Filipino nationals employed in the domestic and services sectors in the UAE are unlikely to lose their jobs even as public spending falls, Mr Incalcaterra said. Diversification efforts in the UAE aim to “restructure the economy towards services, which means there should be steady employment in the services sector”, he said.

“Jobs in the domestic sector don’t get cut without high cutbacks in household consumption,” Mr Incalcaterra said.

Gareth Leather, an Asia economist at Capital Economics, said: “Problems in the Gulf are likely to mean that growth in remittances will slow, but probably not dramatically.”

Economic growth in the Philippines is picking up. GDP increased 6.3 per cent in the three months to December from a year earlier, the Philippine statistics authority said in Manila yesterday.

Higher employment in the Philippines – with unemployment at a record low of 5.6 per cent – can actually reduce remittances, Mr Leather said. “Strong growth means less need for families to go abroad and families see less need to send money back,” he said.

But these domestic improvements are unlikely to reduce net migration from the Philippines.

“It boils down to demographics. The group most likely to go abroad is growing faster than the overall population,” said Mr Incalcaterra.

“Growth has picked up, but not enough for the population. There’s still a lot of regional inequality.

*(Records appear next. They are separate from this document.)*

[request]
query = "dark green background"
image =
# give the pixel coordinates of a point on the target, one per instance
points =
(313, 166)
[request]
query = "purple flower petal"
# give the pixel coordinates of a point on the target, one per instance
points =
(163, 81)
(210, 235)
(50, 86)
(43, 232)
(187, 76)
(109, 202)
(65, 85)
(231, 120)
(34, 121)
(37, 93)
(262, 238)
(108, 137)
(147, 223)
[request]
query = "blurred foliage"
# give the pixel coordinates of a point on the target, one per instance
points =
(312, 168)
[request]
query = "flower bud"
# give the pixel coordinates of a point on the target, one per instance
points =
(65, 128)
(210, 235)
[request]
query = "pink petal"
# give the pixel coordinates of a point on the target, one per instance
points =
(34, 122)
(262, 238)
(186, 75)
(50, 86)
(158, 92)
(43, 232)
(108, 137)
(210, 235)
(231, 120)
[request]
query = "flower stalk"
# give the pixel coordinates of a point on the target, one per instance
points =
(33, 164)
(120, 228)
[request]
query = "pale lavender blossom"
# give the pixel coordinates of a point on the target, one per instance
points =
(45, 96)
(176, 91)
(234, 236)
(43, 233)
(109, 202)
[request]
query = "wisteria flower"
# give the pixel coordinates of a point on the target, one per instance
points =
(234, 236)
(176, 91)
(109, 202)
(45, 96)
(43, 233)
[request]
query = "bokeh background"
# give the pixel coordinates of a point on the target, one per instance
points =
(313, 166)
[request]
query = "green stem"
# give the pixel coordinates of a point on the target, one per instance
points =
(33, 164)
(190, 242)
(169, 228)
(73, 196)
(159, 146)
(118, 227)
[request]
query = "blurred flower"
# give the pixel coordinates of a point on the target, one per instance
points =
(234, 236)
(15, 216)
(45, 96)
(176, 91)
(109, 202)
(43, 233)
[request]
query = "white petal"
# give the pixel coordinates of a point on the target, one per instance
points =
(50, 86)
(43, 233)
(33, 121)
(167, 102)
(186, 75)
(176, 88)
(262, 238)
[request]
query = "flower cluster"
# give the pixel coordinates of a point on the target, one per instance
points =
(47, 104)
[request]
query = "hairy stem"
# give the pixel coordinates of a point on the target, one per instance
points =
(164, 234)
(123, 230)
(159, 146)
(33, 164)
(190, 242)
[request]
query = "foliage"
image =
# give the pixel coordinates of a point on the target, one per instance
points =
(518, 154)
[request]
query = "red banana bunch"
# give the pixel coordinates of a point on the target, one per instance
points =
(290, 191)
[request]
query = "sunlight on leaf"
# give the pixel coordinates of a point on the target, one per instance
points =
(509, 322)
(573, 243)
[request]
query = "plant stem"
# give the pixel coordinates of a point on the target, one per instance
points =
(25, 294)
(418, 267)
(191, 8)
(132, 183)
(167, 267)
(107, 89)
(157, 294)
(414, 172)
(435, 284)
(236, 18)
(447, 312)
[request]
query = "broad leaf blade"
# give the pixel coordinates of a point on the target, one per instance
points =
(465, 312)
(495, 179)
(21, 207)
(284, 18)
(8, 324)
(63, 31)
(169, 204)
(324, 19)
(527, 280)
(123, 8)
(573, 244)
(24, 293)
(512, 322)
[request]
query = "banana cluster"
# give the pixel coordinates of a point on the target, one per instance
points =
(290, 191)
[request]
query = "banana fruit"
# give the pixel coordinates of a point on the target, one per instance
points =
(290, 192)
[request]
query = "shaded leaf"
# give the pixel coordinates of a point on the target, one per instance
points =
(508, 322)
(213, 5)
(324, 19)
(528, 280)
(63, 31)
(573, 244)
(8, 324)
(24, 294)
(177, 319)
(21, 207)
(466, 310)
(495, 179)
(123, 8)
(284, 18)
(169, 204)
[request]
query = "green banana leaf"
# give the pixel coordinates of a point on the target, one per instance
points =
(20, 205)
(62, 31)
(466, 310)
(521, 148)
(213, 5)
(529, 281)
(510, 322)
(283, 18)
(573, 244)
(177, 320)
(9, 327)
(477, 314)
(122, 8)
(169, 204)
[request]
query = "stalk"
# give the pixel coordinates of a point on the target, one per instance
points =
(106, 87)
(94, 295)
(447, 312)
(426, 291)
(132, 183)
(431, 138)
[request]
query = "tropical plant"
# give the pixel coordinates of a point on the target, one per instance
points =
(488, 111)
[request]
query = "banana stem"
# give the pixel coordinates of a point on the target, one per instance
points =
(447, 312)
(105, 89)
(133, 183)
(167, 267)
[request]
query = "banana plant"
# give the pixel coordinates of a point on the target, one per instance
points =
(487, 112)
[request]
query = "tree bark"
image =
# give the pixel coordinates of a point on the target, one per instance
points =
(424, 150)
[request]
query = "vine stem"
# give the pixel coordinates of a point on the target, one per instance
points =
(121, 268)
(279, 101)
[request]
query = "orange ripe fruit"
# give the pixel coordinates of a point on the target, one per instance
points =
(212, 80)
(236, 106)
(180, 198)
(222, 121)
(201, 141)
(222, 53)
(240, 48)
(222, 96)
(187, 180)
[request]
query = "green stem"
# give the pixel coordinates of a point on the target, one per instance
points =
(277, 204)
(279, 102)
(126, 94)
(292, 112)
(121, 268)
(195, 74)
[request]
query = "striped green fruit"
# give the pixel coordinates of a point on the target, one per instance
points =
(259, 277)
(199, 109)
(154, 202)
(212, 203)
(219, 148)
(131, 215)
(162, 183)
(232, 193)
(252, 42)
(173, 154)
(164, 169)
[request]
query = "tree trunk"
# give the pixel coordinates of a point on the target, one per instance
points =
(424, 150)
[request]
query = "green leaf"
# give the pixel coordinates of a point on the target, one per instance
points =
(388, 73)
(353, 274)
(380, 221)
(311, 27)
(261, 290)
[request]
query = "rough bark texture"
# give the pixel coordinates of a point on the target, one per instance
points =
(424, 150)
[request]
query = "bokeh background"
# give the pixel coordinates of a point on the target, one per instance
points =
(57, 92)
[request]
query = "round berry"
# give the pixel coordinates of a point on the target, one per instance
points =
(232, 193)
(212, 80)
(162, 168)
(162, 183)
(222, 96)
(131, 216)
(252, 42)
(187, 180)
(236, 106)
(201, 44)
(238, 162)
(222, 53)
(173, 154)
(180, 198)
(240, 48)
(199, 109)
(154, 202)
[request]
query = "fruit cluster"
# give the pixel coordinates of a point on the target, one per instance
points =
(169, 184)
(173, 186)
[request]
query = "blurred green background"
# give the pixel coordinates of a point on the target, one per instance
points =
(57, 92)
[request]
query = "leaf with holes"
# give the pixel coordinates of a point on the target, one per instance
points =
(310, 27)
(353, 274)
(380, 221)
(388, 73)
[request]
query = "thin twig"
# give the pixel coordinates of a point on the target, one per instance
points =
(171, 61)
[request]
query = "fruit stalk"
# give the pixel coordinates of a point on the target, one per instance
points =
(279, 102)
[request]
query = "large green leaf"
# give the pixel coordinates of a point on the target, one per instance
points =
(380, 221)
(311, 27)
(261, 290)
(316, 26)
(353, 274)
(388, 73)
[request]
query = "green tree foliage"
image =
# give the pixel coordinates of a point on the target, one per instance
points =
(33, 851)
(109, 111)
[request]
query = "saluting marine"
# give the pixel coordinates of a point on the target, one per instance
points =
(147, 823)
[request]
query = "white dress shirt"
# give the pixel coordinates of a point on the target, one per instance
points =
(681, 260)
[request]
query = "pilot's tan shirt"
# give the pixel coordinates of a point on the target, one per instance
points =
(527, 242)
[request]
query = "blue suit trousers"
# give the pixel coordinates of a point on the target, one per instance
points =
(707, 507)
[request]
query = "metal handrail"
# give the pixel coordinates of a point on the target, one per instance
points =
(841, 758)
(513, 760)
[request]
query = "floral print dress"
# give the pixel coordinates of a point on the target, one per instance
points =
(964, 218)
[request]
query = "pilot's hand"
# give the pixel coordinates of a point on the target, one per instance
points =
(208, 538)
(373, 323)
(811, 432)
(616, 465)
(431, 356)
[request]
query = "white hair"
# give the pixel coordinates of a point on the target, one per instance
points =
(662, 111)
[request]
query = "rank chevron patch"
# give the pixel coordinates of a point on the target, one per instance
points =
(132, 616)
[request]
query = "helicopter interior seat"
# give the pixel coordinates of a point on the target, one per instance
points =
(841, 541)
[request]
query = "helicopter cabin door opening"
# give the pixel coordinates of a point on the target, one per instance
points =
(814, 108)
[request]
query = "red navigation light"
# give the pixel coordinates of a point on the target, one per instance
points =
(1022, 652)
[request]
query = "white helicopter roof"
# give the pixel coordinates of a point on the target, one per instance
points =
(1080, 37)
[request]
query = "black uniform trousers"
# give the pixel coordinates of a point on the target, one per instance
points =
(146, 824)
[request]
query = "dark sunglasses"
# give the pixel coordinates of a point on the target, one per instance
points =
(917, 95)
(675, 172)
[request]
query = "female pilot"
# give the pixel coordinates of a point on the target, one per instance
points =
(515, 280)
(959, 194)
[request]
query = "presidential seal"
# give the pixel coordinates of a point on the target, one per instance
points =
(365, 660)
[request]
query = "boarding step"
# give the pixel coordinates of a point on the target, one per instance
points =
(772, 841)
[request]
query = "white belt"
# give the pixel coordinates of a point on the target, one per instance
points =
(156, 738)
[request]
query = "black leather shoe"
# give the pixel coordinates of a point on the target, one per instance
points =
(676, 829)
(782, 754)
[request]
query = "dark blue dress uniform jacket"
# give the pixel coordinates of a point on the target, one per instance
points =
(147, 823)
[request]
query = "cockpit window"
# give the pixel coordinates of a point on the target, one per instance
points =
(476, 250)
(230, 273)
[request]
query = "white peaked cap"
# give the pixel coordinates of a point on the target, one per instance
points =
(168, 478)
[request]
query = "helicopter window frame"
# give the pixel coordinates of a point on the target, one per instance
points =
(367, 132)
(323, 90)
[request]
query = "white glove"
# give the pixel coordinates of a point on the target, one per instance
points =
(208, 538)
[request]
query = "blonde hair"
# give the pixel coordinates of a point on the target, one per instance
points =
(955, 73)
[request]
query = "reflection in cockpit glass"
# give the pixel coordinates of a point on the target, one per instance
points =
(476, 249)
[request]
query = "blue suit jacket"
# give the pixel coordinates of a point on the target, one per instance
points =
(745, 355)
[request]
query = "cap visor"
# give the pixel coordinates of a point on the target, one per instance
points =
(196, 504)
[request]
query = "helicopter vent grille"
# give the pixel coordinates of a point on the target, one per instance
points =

A lot of the growth is focused in central Manila but there are still areas where [economic] opportunities are limited,” he said.

Slower growth in Saudi Arabia, which is the largest source of remittances to the Philippines from this region, will have a bigger effect, Mr Incalcaterra said. That is because the country has a larger Filipino expat population employed in the oil and gas sector, which is seeing investment fall as the oil price slides.

Gulf governments are cutting infrastructure budgets, while maintaining spending on their public sectors – and national employees on public sector wage bills. This means that public spending cuts in the Gulf are focused “mainly on construction workers”, said William Jackson, the senior emerging markets economist at Capital Economics.

Gwen Ching, a client booker at maid recruitment website MaidCv, said that her company had not seen a slowdown in demand for workers from the Philippines.

“Filipino maids are even more in demand than before – we are getting a lot of feedback from customers that they want Filipino maids,” she said.